You may read about some of the challenges that the team faced and apparently overcame, as posted over the months on their Kickstarter page.  I am glad that the sculpture was finished, even if it did not win that particular competition; perhaps it will make an appearance at steampunk venues in the future.

(Seen this work of art in person, or know where it might be seen in the future? Please leave a comment and let me know.)

Thursday, April 12, 2012

Kinekt Patented Moving Gear Ring

This high-quality stainless steel ring is for sale at Kinektdesign.com with a lifetime warranty  for a mere $165, and here is what they have to say about it:
"The patented Gear Ring is made from high quality matte stainless steel. It features micro-precision gears that turn in unison when the outer rims are spun (as can be seen in the video)."

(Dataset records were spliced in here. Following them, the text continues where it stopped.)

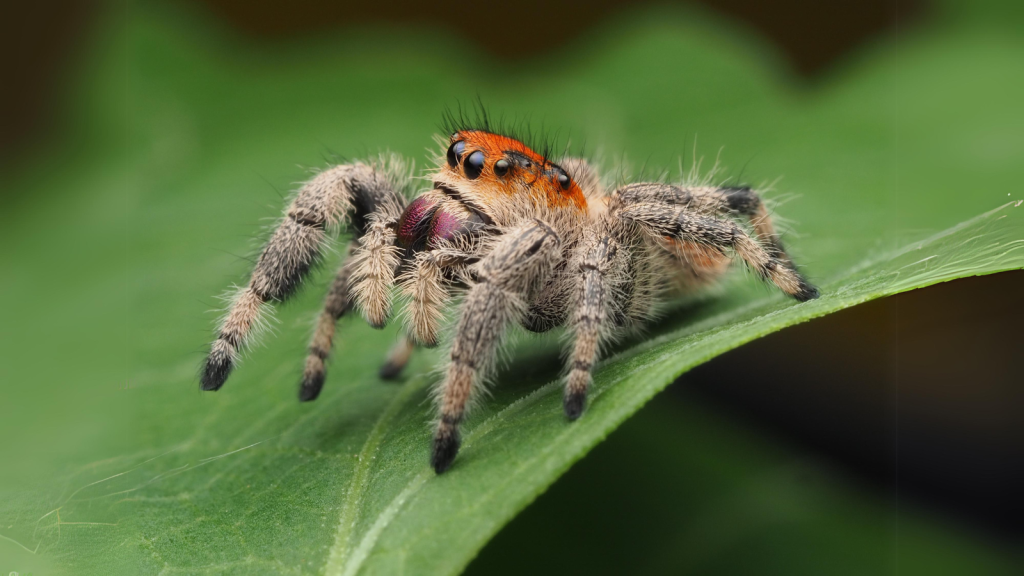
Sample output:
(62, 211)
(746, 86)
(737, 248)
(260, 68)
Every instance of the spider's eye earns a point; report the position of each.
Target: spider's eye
(455, 153)
(563, 180)
(502, 167)
(473, 165)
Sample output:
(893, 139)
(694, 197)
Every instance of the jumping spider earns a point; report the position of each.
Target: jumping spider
(522, 239)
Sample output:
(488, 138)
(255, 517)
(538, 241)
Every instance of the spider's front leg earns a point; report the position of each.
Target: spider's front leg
(600, 265)
(324, 203)
(683, 222)
(505, 280)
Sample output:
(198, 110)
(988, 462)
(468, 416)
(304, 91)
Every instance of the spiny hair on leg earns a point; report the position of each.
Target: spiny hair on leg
(243, 324)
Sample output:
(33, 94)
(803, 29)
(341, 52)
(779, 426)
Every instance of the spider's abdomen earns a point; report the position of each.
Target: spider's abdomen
(433, 217)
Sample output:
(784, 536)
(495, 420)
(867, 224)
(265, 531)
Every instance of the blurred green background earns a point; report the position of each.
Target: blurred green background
(143, 144)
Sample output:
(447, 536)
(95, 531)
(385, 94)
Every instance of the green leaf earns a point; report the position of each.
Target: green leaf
(897, 178)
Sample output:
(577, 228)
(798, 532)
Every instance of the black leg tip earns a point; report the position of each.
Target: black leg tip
(310, 386)
(806, 292)
(215, 372)
(445, 447)
(573, 405)
(390, 370)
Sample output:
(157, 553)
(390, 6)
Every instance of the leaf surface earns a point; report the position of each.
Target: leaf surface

Two words.  Absolutely. Squee.

You may read a review of this ring on The Gadgeteer.  This bloke did a video of his new ring, from un-boxing to lots of gratuitous rotating of the parts.

That is all!

Monday, April 9, 2012

Steampunk Automated Wine Bottle Corkscrew by Rob Higgs

Steampunk Wine Uncorker/Pouring Machine by Rob Higgs

Sculptor and maker Rob Higgs, has built a very complex contraption which, when wound up sufficiently, will uncork a bottle of wine and pour you a glass without spilling a drop.  The design has Victorian and steampunk influences throughout, and I want one, even though I have no place to put it!

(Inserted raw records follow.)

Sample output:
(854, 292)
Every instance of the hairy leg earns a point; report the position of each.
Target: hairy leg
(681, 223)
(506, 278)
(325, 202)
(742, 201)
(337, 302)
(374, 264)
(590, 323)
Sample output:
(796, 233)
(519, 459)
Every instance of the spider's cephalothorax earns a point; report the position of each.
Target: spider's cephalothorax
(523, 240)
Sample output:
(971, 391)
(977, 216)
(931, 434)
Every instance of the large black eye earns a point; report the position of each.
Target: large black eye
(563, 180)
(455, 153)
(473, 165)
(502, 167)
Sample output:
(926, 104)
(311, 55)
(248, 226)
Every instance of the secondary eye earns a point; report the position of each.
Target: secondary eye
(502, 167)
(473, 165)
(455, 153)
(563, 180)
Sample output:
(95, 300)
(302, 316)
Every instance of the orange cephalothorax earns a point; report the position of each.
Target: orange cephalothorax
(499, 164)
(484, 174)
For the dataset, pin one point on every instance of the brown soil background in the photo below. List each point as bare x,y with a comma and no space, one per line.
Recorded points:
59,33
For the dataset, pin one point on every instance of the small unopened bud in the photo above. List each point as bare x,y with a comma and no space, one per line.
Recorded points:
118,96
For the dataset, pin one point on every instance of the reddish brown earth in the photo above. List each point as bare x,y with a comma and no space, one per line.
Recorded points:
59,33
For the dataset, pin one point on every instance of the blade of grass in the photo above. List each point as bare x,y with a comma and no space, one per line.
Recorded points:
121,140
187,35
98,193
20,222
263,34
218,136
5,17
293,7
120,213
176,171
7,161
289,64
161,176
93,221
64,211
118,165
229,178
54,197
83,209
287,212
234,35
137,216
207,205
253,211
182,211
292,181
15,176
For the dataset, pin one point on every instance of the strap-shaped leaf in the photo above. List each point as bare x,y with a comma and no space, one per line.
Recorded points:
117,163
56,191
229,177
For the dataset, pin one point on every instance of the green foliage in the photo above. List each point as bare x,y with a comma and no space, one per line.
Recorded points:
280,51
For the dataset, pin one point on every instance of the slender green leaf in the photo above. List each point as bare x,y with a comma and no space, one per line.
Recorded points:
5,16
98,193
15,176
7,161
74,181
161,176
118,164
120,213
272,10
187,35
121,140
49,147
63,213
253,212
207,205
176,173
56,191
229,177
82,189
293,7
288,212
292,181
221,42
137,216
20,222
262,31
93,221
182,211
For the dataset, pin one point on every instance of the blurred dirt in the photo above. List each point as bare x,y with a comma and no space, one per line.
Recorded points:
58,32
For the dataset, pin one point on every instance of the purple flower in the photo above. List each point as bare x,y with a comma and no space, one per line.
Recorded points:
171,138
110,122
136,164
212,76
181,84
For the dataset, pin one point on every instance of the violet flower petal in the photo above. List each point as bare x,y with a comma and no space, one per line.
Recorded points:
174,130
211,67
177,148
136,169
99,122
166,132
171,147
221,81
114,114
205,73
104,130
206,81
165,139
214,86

It is 65" tall, weighs 771 pounds, and was inspired by the eccentric machine drawings of English illustrator W. Heath Robinson.

The uncorking process, demonstrated and explained:

An interview with the designer, and footage of the machine being constructed and then functioning:

If you are interested in owning one of these devices, you may contact corkscrew@bullworks.net for pricing and further info.  The price? Six figures, in USD.   Bulletworks.net has a page dedicated to the devices.  Cheers!

Thursday, April 5, 2012

Stunning Spats for Summer!

Since the weather in the northern hemisphere has become unseasonably warm very quickly this year, I for one do not relish wearing tall boots.  The fashionable answer to this predicament is spatterdashes, also known as "spats".  This piece of clothing has military origins in the 19th century.  To read more about the history of spats, please read the Wikipedia article here.

Here are a few examples of spats that I found reasonably priced, and attractive for a steampunk outfit. (I focused on spats for women; men's spats are usually readily available, but appropriate and well-made designs for the steampunk female foot are not as easy to find!)

Black Leather Spats by VampireOodles on Etsy

Brown cotton and copper spats

Woolen Lace-Up spats by Monjiocreations on Etsy

Black Leather and Cloth Spats by Eidol on Etsy

Also, TotusMel makes some lovely tatted ankle corsets, which can be worn with dressier shoes.

Tatted Lace Ankle Corsets by TotusMel

If you prefer to try to make some spats yourself, WikiHow has an article on ... you guessed it - how to do it!

I hope this information points you in the direction of a few options to spruce up your gams without overheating your feet!

Tuesday, April 3, 2012

Mechanical Owl Sculptures - Mechowlies!

Mechowlie by Kimberly Hart, from Etsy

These are so cute, I had to share news of their existence. They are for sale on Etsy, at about $100 each.  Here is what the artist says about them:

"All of my MechOwlies have very pronounced details, such as big round eyes, lil' beak, tucked-back wings, and little itty bitty details that make each one special! They are very unique creatures, and none of them are exactly the same.
They look like metal, don't they? Actually, the entire thing is handsculpted from polymer clay and finished with mica powders for an awesome metallic effect. Every little detail is done by hand, such as the many rivets and panels that you see. He can have coloured eyes, gears and watch innards, wind-up watch mechanisms, touches of gold and silver, and all sorts of other details as well."

She also sells mech birds and mech tentacles.  View her work on DeviantArt.